Tanto la constitución Nostra Aetate, del Concilio Vaticano II, como el reciente Catecismo de la Iglesia Católica, aseguran que la Biblia es palabra de Dios; o sea -precisan– que es como si tuvieran a Dios por autor. A mí, ante esto, se me ocurren dos observaciones: Primera, que para ser obra de Dios, no sólo contienen demasiadas contradicciones e incongruencias, sino que, sobre todo en el Antiguo Testamento, prescriben y bendicen auténticas infamias. En segundo lugar, que, para ser obras de Dios, no se ve que sean superiores a obras de hombres como el Zend Avesta, el Tao Te King, los Upasnishads, el Mahabarata, el Talmud, El Corán o algunos documentos cristianos extracanónicos, es decir, no considerados inspìrados, como El Pastor de Hermas, Taciano o las Cartas Clementinas. Ni, por supuesto, al Así habló Zarathustra, de Nietzsche.

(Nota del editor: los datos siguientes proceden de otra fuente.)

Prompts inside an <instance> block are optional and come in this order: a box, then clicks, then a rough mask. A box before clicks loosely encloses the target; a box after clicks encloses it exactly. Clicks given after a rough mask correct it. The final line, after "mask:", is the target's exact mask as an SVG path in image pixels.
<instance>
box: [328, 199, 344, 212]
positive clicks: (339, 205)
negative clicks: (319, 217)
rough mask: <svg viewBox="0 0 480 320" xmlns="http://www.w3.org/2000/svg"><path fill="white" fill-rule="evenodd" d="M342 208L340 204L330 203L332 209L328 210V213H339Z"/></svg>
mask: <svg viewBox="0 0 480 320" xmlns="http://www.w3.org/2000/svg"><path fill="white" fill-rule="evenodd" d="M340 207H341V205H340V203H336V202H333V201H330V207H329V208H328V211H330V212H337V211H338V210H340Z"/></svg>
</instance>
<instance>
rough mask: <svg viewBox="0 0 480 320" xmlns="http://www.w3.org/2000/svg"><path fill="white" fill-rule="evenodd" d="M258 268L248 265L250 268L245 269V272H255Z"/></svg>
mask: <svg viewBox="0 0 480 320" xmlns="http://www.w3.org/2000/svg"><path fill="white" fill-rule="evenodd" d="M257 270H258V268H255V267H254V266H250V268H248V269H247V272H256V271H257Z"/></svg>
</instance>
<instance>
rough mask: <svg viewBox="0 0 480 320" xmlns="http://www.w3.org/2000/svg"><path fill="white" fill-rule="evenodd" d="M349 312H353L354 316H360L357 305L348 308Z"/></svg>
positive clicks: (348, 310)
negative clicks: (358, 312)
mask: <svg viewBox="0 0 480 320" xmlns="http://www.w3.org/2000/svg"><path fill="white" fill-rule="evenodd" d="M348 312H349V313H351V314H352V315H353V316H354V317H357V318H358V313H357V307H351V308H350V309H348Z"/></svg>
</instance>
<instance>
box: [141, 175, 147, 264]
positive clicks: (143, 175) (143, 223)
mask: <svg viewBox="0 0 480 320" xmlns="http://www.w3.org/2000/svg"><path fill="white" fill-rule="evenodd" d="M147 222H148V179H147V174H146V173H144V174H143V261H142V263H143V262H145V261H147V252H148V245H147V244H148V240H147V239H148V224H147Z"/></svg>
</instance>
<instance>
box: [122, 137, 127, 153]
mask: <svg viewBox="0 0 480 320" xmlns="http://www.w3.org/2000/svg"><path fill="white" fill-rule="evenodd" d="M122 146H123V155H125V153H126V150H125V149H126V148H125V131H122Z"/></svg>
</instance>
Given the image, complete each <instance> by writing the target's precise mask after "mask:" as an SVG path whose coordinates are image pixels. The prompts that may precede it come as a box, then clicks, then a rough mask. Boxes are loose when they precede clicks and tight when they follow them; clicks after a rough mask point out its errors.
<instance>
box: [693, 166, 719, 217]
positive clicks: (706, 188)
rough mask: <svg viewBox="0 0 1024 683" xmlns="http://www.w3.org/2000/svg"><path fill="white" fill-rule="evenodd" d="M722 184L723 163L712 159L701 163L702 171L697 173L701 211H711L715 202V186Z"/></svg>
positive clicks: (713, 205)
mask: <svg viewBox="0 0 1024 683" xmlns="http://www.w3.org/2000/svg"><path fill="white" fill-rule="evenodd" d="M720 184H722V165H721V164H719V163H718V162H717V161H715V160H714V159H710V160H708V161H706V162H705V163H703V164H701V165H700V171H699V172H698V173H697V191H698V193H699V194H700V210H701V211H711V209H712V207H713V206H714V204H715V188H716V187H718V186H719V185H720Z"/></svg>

Que «a mi no me sirva», como dice De Prada, el evolucionismo para explicar la aparición de la inteligencia y, con ella, el desarrollo de la facultad para la creación artística es cuestión de su imposibilidad para comprenderlo, dado el inmenso peso de una determinada cultura que le asfixia, no de la teoría. En todo caso, que mediten los creacionistas sobre el hecho de que la Iglesia no se ha atrevido a condenar el evolucionismo, totalmente opuesto a sus doctrinas sobre el origen del hombre, a pesar de haber tenido siglo y medio para hacerlo.